Compared to whole tablet, crushed prasugrel was found to result in reduced P2Y12 reaction units by 30 minutes post-LD. Significant differences in reduced P2Y12 inhibition time persisted at 1, 2, and 4 hours post-LD. After 6 hours, significant differences were no longer observed. PK assessments also showed a greater than 3-fold faster absorption of crushed prasugrel compared with whole tablet. Clinical outcomes weren’t investigated.

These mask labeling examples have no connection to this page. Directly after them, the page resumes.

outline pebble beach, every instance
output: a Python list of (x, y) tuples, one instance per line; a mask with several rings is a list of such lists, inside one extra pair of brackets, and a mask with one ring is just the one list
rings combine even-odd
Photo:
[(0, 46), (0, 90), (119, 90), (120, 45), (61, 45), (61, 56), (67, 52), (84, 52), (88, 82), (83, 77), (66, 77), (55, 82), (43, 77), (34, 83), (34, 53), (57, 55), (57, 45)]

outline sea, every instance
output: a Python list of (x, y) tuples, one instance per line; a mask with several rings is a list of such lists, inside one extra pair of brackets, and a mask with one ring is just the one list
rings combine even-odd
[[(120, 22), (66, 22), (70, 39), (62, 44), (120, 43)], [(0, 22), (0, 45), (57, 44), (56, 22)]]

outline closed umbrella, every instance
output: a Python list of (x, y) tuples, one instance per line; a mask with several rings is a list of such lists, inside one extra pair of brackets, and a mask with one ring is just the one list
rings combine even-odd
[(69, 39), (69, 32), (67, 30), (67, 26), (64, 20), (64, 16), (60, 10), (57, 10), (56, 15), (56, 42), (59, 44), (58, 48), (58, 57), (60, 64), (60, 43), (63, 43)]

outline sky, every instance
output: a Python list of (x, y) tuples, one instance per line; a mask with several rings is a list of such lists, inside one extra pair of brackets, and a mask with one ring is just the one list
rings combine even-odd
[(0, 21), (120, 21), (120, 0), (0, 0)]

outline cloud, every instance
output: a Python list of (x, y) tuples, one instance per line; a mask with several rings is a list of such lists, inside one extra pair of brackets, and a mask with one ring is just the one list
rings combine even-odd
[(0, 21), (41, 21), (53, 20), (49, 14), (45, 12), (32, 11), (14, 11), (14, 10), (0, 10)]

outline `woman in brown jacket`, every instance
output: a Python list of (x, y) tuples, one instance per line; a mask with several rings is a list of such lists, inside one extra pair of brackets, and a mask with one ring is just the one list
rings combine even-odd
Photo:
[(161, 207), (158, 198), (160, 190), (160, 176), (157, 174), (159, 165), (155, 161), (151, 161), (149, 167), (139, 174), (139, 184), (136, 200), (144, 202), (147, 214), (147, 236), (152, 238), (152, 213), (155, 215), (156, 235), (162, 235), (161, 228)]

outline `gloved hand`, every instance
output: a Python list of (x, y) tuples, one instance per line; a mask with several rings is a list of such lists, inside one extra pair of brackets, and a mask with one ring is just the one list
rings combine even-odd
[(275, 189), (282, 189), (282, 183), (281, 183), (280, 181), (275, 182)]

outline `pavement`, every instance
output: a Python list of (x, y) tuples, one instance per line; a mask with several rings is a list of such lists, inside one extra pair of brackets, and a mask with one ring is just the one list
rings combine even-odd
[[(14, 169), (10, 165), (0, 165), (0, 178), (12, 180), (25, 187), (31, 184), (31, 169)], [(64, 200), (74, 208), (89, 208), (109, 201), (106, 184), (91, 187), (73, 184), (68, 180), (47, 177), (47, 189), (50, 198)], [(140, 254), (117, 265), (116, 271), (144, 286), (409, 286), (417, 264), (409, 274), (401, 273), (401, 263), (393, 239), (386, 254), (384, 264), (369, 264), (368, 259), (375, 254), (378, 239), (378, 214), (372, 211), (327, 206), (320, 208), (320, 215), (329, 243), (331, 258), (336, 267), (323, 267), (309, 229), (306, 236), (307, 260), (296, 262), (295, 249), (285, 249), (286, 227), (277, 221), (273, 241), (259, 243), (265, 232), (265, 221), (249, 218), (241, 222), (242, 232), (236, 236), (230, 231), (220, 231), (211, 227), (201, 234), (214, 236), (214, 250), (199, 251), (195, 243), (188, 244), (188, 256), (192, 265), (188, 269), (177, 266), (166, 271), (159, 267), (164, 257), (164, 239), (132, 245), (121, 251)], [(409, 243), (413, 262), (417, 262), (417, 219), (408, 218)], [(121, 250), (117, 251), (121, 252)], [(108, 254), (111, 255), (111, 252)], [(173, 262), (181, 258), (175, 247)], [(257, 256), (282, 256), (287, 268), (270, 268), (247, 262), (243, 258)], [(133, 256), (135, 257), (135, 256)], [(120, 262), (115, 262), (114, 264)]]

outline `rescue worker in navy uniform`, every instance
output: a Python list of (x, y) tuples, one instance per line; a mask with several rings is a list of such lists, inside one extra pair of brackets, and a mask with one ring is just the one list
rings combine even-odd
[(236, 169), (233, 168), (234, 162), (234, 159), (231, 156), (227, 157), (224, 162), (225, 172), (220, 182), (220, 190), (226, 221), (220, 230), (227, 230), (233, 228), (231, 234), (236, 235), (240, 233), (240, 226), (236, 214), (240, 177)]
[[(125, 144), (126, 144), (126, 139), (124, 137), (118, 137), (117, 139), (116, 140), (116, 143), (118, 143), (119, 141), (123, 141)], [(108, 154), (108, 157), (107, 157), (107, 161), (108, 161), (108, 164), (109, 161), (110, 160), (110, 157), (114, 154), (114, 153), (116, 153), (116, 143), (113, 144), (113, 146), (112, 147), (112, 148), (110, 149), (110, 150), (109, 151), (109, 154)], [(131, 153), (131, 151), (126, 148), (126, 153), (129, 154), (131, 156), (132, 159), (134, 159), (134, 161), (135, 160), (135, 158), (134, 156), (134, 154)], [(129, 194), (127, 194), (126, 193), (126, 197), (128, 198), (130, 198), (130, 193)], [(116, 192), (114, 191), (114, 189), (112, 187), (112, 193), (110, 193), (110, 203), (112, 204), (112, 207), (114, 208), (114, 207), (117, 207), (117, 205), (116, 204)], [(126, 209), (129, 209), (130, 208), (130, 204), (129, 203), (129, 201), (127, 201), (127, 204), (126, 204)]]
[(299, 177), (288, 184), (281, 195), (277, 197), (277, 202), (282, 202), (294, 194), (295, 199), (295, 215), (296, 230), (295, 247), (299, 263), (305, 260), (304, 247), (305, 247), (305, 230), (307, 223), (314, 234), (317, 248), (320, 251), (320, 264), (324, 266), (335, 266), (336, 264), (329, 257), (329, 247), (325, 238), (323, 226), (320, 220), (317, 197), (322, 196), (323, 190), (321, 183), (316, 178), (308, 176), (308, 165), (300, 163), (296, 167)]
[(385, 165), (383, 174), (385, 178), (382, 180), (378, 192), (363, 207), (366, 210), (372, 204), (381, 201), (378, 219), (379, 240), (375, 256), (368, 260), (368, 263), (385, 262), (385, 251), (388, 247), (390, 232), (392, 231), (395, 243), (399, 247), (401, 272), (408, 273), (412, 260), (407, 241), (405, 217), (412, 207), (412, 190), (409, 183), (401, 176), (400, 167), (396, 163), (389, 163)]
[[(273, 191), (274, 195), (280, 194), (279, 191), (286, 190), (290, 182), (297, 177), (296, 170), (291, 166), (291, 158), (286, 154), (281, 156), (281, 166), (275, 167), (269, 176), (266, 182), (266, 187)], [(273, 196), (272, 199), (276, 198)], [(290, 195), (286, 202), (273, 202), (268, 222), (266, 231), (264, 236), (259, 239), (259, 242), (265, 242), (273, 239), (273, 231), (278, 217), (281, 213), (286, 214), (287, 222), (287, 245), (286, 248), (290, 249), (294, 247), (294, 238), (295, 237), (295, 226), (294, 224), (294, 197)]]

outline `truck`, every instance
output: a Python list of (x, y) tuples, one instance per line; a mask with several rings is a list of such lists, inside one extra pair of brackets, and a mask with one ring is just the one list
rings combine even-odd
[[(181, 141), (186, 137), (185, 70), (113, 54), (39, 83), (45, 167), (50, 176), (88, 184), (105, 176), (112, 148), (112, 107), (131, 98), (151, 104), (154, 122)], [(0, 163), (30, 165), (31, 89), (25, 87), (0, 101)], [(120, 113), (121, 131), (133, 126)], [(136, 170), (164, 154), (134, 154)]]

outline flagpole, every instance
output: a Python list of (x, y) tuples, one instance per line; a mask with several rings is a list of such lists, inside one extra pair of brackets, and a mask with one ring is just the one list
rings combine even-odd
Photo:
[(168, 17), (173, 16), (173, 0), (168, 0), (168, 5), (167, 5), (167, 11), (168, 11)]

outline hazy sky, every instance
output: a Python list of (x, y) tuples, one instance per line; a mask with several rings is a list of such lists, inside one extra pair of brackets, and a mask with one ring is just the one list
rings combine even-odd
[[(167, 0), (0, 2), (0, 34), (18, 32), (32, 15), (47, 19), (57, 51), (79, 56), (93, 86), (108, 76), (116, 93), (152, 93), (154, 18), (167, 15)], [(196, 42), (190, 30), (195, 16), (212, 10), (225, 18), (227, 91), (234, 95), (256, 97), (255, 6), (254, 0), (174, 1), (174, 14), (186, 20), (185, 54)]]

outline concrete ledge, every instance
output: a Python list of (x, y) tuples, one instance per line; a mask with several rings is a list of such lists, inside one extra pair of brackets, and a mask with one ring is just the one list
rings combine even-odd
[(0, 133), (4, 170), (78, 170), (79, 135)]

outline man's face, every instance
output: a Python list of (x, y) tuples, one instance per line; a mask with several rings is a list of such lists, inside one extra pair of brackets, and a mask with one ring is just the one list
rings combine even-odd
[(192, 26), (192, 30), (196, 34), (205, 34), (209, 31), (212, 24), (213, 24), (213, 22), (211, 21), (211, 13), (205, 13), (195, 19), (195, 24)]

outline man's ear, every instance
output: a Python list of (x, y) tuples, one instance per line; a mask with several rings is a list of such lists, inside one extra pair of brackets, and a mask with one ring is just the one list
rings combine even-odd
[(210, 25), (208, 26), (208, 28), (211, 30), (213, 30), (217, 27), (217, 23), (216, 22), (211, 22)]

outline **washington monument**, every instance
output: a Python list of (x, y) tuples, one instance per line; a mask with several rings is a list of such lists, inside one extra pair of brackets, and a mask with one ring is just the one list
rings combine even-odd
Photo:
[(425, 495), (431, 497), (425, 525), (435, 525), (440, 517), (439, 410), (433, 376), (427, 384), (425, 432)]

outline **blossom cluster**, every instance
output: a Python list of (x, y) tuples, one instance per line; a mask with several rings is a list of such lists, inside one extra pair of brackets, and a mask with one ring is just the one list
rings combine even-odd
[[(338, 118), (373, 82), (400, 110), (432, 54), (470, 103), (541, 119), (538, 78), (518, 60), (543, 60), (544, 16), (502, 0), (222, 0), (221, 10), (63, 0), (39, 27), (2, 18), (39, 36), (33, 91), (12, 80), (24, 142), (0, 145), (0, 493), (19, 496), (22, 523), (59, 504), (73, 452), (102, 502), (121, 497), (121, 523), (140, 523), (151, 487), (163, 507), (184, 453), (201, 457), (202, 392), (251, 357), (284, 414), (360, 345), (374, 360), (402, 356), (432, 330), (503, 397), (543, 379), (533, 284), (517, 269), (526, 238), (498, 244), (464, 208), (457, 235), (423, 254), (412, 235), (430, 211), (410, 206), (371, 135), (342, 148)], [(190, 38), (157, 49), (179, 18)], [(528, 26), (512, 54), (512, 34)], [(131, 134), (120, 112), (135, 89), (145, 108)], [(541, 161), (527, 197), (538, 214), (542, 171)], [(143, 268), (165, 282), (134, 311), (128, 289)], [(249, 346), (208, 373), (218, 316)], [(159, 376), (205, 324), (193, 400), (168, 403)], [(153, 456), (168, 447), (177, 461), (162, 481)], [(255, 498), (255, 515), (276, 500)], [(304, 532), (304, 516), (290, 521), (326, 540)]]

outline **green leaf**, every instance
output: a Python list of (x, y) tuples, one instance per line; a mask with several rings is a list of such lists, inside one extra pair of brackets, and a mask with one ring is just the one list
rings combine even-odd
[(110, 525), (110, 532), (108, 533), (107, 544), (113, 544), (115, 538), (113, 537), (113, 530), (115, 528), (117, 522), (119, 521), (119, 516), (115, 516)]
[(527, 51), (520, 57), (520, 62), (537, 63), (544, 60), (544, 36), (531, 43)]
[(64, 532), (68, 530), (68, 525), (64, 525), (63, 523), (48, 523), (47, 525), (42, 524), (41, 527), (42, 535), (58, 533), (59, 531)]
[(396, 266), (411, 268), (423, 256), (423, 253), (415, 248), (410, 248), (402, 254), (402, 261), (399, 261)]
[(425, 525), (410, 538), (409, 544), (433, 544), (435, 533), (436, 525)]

Key Points for Pharmacists

• Crushed prasugrel showed more favorable drug bioavailability and platelet inhibitory effects compared to whole tablets in STEMI patients undergoing PCI.
• The translation of these PK/PD results on clinical effects as well as long-term outcomes require a larger-scale efficacy trial.
• Notably, cardiogenic shock patients requiring nasogastric tube were excluded from the study. This subset of patients may benefit most favorably from crushed P2Y12 inhibitors, but further investigation is needed.

References

• Gillinov AM, et al. Rate control versus rhythm control for atrial fibrillation after cardiac surgery. N Engl J Med. 2016. [Epub ahead of print]
• Vaduganathan M, et al. Proton-pump inhibitors reduce gastrointestinal events regardless of aspirin dose in patients requiring dual antiplatelet therapy. J Am Coll Cardiol. 2016;67(14):1661-1671.
• Franchi F, et al. Pharmacodynamic effects of switching from prasugrel to ticagrelor: results of the prospective, randomized SWAP-3 study. JACC Cardiovasc Interv. 2016. [Epub ahead of print]
• Kudenchuk PJ, et al. Amiodarone, lidocaine, or placebo in out-of-hospital cardiac arrest. N Engl J Med. 2016;374(18):1711-1722.
• McMurray JJ, et al. Aliskiren, enalapril, or aliskiren and enalapril in heart failure. N Engl J Med. 2016;374(16):1521-1532.
• Bhatt DL. LBCT IV. CARIN: a prospective, comparative, randomized, multi-center, double-blinded, placebo-controlled, phase 2a study of the safety and efficacy of CMX-2043 for periprocedural injury protection in subjects undergoing coronary angiography at risk of radio-contrast induced nephropathy. Presented at the 65th Annual Scientific Session and Expo of the American College of Cardiology. April 2-4, 2016; Chicago, IL.
• Nissen SE, Stroes E, Dent-Acosta RE, et al. Efficacy and tolerability of evolocumab vs ezetimibe in patients with muscle-related statin intolerance: The GAUSS-3 Randomized Clinical Trial. JAMA. 2016;315(15):1580-1590.
• Nicholls SJ, et al. Assessment of the clinical effects of cholesteryl ester transfer protein inhibition with evacetrapib in patients at high risk for vascular outcomes: Rationale and design of the ACCERLERATE trial. Am Heart J. 2015;170(6):1061-1069.
• Yusuf S, Lonn EM, Pais P, et al. Blood-pressure and cholesterol lowering in people without cardiovascular disease. N Engl J Med. 2016. [Epub ahead of print]
• Rollini F, Franchi F, Hu J, et al. Crushed prasugrel tablets in patients with STEMI undergoing primary percutaneous coronary intervention: the CRUSH study. J Am Coll Cardiol. 2016;67(17):1994-2004.